Le favori de Lindner
Pierre Gramegna (photo : sb)partirait favori pour la course à la direction du Mécanisme européen de stabilité (ESM), estime la Frankfurter Allgemeine Zeitung dans son édition de lundi. Le quotidien de référence fait un portrait peu élogieux de l’ancien ministre des Finances luxembourgeois, qui ne se serait « pas particulièrement profilé au sein de l’eurogroupe ». S’il gagnait contre ses trois concurrents, il faudrait y voir une sorte de prix de consolation : « Gramegna gilt – aus politischen, nicht aus fachlichen Gründen – als leichter Favorit : Er hätte es ‘verdient’, weil er schon mehrfach im Rennen um den Eurogruppen-Vorsitz nicht zum Zug kam ». Le libéral luxembourgeois aurait un grand avantage ; il serait « favorisé » par le ministre des Finances allemand, Christian Lindner (FDP), tout comme par l’actuel directeur de l’ESM, Klaus Regling. En novembre dernier, juste avant de partir à la retraite (anticipée), Pierre Gramegna avait d’ailleurs remis la médaille de « grand officier de l’ordre grand-ducal de la Couronne de chêne » à Regling, dont il loua le « courage » et le « dévouement ». (Les petites attentions font les grandes relations.) Quoiqu’il en soit, note la FAZ, ce serait un « totes Rennen », l’ESM n’intéressant plus personne et se trouvant sur le point de « sombrer dans l’insignifiance ». Du moins Pierre Gramegna pourra-il suivre de près le chantier du nouveau siège, qui démarrera bientôt rue Erasme au Kirchberg. Dessiné par les bureaux d’architectes EM2N (Zurich) et Robertneun (Berlin), le bâtiment devrait être livré en 2028. bt
Tax-oh-oh-no-mie
Cette semaine, le gouvernement allemand a officiellement annoncé qu’il s’opposera à la taxonomie européenne incluant le nucléaire et le charbon, telle que la Commission tente de l’imposer via un « acte délégué ». Mais on ne se fait pas d’illusions : une « majorité qualifiée renforcée » de vingt États membres, nécessaire pour renverser ce label tronqué, paraît hautement improbable. Quant à la plainte austro-luxembourgeoise devant la Cour de justice, la coalition rouge-verte-jaune aurait décidé de ne pas s’y associer, précise la Süddeutsche Zeitung. Le gouvernement luxembourgeois se retrouve donc plutôt isolé. Même la Spuerkeess n’est plus vraiment alignée sur sa position, comme l’expliquait sa directrice générale, Françoise Thoma, récemment au Land : « Nous respectons strictement la taxonomie européenne. Si on s’en écartait, cela deviendrait très vite arbitraire. » bt
Et à la fin, il y a McKinsey
Jeudi passé, lors du « printemps des entreprises » (sic), événement annuel organisé par la Fedil, la présidente dudit lobby, Michèle Detaille, a fustigé le « manque de cohérence et de crédibilité de la politique industrielle » du gouvernement, des propos rapportés par Le Quotidien. La Fedil ne veut pas revivre le désaveu Fage-Knauf-Google et souhaite désamorcer les préoccupations écologiques pour que les capitaux étrangers alimentent à nouveau la production industrielle nationale. « Experience shows that some economic development projects still provoke fundamental discussions about whether they are in- or out-of-scope of the defined economic growth model », euphémise l’organisation en mars 2021 dans un document de trente pages proposant une méthode pour définir une stratégie industrielle, soulignant au passage que la pandémie a rappelé le danger d’externaliser les productions à des dizaines de milliers de kilomètres. « The framework intends to guide future industrial investment projects’ decision-making and selection processes and improve the overall quality of the political discussion during this process », lit-on notamment.
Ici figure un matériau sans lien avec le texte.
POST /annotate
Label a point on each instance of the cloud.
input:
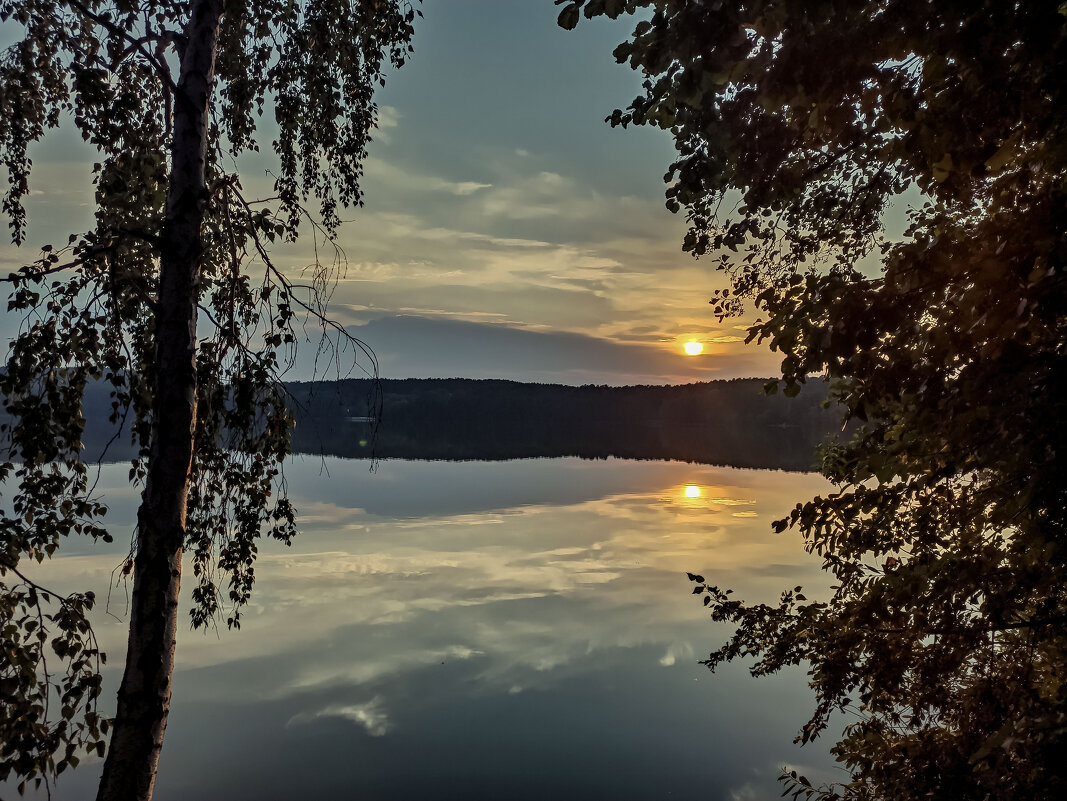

Lors d’une réunion en octobre denier, le Haut comité pour l’industrie a repris en main sa vocation définie en 2013 lors de sa création : coordonner les choix et actions du gouvernement affectant le secteur industriel au Luxembourg. « Dans le cadre de l’étude Rifkin de troisième révolution industrielle, le Haut comité avait pris la fonction d’une plateforme thématique travaillant à la transposition de mesures clé », concède le ministère de l’Économie. Retour aux fondamentaux donc. Un aréopage (voir plus bas) de chefs d’entreprises industrielles soufflant dans l’oreille du ministre de l’Économie Franz Fayot (LSAP) et des représentants du ministère ont défini un cadre pour une industrie « compétitive, résiliente et durable », autour de quatre thèmes (climat et industrie, économie circulaire, tissu industriel du futur et gestion des zones d’activités économiques). Des groupes de travail ont été formés. Ils doivent formuler des recommandations et élaborer des plans d’action, a-t-il été décidé à l’automne dernier. Mais la première décision concrète a été de… commander une étude !
Un appel à candidature a paru cette semaine dans le Wort. « The Luxembourg Ministry of the Economy has decided to commission a study to define a strategy and a roadmap for the transformation of Luxembourg’s manufacturing industry by 2040 », lit-on dans l’encart. Dans la procédure détaillée disponible en ligne (23 pages), l’appel d’offre renseigne le budget : entre 225 000 euros et 325 000 euros pour une mission de six mois (l’étude Rifkin avait coûté 425 000 euros). Elle comprendra des échanges entre le ministère, le Haut comité, son groupe de travail ad hoc et toute autre partie jugée nécessaire. Et Luxembourg Stratégie, le laboratoire d’idées attaché au ministre ? Le département de Pascale Junker participe au groupe de travail accompagnant l’étude sur le tissu industriel 2040, nous répond-on au Forum Royal. L’étude stratégique du cabinet de conseil sera rendu au début de l’année 2023. Luxembourg Stratégie remettra ses scénarios futuristes au printemps prochain. Le ministre de l’Économie sera armé de centaines de pages d’arguments pour accompagner le débat relatif à la stratégie industrielle luxembourgeoise en cette année électorale.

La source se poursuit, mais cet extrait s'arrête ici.